Let's see. I'm in love with this person. But seriously, I don't know whether it is love or infatuation. Up to now, I don't know what's the difference between the two.


His name is Choi Siwon. Yup! The Super Junior guy. "Shisus" as what,us, his "followers" call him. He's the epitome of what I want in a guy. Tall, handsome, chinky-eyed, a very religious person, very kind (I think), and gentleman. And not to mention, he's rich! (His family owns a chain of supermrkets in Korea). Who doesn't want to have him as a boyfriend and, maybe, a husband? Me? certainly, I would love him to be my husband, no questions asked.

I was happy to know at first that he doesn't have a girlfriend. Thoughts like "I have a chance of becoming his girlfriend" and "I want to go to Korea so I can meet him and be my love" constantly runs in my head. When Super Show 2 was here in Manila, I screamed my heart out just to cheer for him. Crazy fan girl things, I know. That's my life out of our Hagwon. By day, I'm an ESL teacher, but once outside, I'm a fan girl. And I'm not ashamed of it.

Siwon-oppa has a twitter. And, you guess it right, I'm following him. I constantly send messages to him. There was a time when I send a tweet to him, saying "Saranghae". Lol. I am crazy. But he doesn't know me, so I don't care.

But yeah.... he doesn't know me.... what can I do.....


Today, I found out that he has a girlfriend. And her name is Stella Kim. The moment I knew about this, feelings that I don't want to experience again suddenly came running back to me like a rabid dog that wants to kill me. Yup! Those same feelings when my ex-boyfriend betrayed me. Feelings that I felt when I found out that my boyfriend cheated on me. Yup! Those same feelings... feeling of sadness, feeling of despair, feeling of loneliness... Yes, yes, yes.... I'm experiencing it again.


But yeah.... he doesn't know me.... what can I do.....


I'm just a fangirl.

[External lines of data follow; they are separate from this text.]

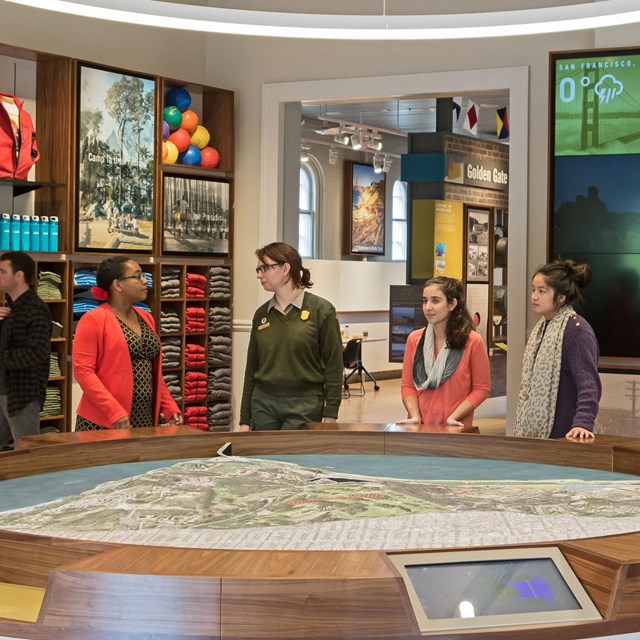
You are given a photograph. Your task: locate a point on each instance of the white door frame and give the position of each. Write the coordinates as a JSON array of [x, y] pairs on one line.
[[514, 79]]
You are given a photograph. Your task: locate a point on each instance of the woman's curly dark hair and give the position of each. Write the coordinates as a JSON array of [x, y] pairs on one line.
[[459, 323], [567, 278]]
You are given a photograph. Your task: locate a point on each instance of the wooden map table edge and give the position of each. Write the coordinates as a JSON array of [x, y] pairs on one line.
[[99, 591]]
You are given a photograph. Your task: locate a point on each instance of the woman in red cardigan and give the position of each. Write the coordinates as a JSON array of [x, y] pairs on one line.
[[116, 356], [445, 372]]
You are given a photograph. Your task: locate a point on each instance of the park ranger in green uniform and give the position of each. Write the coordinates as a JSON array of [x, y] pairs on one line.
[[294, 363]]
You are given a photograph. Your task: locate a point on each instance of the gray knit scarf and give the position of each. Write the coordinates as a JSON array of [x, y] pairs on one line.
[[430, 372]]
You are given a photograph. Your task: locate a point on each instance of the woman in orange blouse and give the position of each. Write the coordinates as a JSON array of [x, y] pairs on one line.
[[117, 359], [445, 372]]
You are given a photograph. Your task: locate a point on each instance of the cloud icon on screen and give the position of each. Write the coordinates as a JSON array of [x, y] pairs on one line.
[[608, 88]]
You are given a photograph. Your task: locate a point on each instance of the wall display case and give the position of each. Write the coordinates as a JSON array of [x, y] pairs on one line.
[[52, 285], [85, 121], [195, 329]]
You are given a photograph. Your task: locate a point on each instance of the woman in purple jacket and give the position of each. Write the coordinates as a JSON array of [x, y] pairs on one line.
[[560, 387]]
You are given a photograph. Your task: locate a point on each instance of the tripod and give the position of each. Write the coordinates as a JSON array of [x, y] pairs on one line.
[[352, 359]]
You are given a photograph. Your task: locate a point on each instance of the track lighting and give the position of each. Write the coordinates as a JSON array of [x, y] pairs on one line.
[[374, 140], [341, 137]]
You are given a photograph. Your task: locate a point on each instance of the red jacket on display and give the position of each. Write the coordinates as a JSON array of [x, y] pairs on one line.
[[17, 156]]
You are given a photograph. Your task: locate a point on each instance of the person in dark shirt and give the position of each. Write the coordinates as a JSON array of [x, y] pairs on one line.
[[25, 350], [560, 388], [294, 361]]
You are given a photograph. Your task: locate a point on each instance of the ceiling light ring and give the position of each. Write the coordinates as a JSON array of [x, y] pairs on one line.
[[554, 19]]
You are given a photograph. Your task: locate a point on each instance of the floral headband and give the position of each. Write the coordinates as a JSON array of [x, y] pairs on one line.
[[100, 294]]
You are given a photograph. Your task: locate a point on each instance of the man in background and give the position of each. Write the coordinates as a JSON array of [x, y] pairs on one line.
[[25, 350]]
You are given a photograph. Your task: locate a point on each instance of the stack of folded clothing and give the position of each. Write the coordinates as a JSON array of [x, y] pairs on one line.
[[143, 305], [219, 283], [195, 386], [219, 417], [56, 329], [52, 403], [219, 351], [172, 380], [219, 319], [196, 285], [195, 320], [170, 282], [194, 356], [196, 417], [85, 277], [84, 302], [49, 285], [54, 366], [169, 321], [171, 352], [219, 384]]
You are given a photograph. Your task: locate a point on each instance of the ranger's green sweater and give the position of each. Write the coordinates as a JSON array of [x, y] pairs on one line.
[[299, 353]]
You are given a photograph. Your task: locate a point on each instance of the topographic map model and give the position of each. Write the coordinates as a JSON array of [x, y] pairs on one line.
[[247, 503]]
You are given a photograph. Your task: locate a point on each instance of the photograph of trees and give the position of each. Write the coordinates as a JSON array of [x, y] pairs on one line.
[[195, 216], [115, 161]]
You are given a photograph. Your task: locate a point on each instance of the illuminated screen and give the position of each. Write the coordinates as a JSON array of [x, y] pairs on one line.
[[485, 588], [491, 588], [595, 200]]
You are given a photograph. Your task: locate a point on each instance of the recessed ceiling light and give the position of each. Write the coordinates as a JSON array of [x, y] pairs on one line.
[[590, 15]]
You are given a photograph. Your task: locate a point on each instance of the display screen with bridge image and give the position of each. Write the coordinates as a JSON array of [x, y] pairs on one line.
[[595, 212]]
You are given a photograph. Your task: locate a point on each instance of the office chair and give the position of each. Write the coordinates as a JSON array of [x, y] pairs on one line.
[[352, 359]]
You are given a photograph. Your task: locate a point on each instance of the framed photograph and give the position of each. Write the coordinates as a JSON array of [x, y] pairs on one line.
[[116, 134], [477, 245], [364, 210], [195, 216]]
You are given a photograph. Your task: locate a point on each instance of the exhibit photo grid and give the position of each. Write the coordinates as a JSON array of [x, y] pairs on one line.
[[116, 133], [477, 245]]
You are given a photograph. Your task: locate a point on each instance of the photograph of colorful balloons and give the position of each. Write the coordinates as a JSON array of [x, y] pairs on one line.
[[185, 140], [195, 216]]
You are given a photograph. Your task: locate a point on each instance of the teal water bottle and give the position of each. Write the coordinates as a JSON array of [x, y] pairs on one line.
[[15, 232], [25, 233], [53, 233], [44, 233], [5, 232], [35, 233]]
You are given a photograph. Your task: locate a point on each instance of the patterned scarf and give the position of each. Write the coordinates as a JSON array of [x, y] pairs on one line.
[[430, 372], [541, 377]]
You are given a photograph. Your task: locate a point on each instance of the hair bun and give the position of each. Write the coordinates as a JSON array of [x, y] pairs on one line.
[[581, 272]]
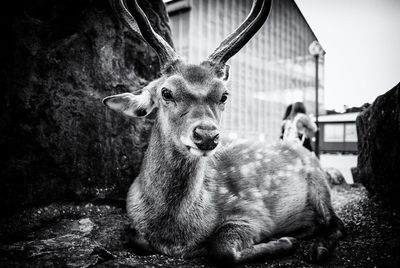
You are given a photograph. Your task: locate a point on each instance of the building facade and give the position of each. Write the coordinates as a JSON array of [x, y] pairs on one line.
[[338, 133], [273, 70]]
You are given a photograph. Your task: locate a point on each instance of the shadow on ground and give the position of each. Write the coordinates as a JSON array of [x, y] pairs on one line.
[[92, 234]]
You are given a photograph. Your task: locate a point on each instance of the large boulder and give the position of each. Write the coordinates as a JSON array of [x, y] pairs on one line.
[[58, 60], [378, 129]]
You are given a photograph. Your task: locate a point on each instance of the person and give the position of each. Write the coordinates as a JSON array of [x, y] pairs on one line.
[[284, 119], [298, 126]]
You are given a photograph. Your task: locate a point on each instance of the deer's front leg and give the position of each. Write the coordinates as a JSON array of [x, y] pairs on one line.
[[139, 243], [234, 244]]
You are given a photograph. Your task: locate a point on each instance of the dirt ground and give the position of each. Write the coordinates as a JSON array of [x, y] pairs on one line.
[[95, 235]]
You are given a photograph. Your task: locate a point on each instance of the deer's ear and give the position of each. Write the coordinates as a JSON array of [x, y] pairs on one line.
[[130, 104]]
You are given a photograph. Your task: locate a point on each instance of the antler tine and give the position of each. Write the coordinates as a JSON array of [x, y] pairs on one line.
[[239, 38], [138, 22]]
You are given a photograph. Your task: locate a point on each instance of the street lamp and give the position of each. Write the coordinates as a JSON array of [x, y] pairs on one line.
[[316, 50]]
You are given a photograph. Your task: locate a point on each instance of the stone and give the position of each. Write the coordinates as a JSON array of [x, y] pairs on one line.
[[378, 130], [58, 60]]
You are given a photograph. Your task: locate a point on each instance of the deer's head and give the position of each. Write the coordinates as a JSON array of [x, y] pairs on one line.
[[189, 98]]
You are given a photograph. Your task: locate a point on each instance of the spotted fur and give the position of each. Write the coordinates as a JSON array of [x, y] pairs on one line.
[[238, 202]]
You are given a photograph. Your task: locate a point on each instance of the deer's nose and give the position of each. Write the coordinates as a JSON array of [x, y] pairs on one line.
[[206, 138]]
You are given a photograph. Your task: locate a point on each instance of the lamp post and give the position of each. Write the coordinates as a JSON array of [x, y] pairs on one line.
[[316, 50]]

And I share him with thousands of other fangirls around the globe. Why would I waste my time to feel this kind of pain that I'm feeling now? Why would I waste my time on him? Because I love him. Because when you love someone, you must be happy for them, no matter what. And because of him, I became much more closer to Hana-nim. Because of him, I always have the strength to face all of life's trials. Because he is my inspiration. And forever, he will be.




~Kim Ae-ri




P.S. By the way, I don't like Stella. Not because he is oppa's girlfriend. But because I just don't like her. Kidding aside, I'm much more healthier looking than her. She's so thin, gosh!


P.P.S. Siwon oppa! You're not yet married, so I still have chance! hahahahaha!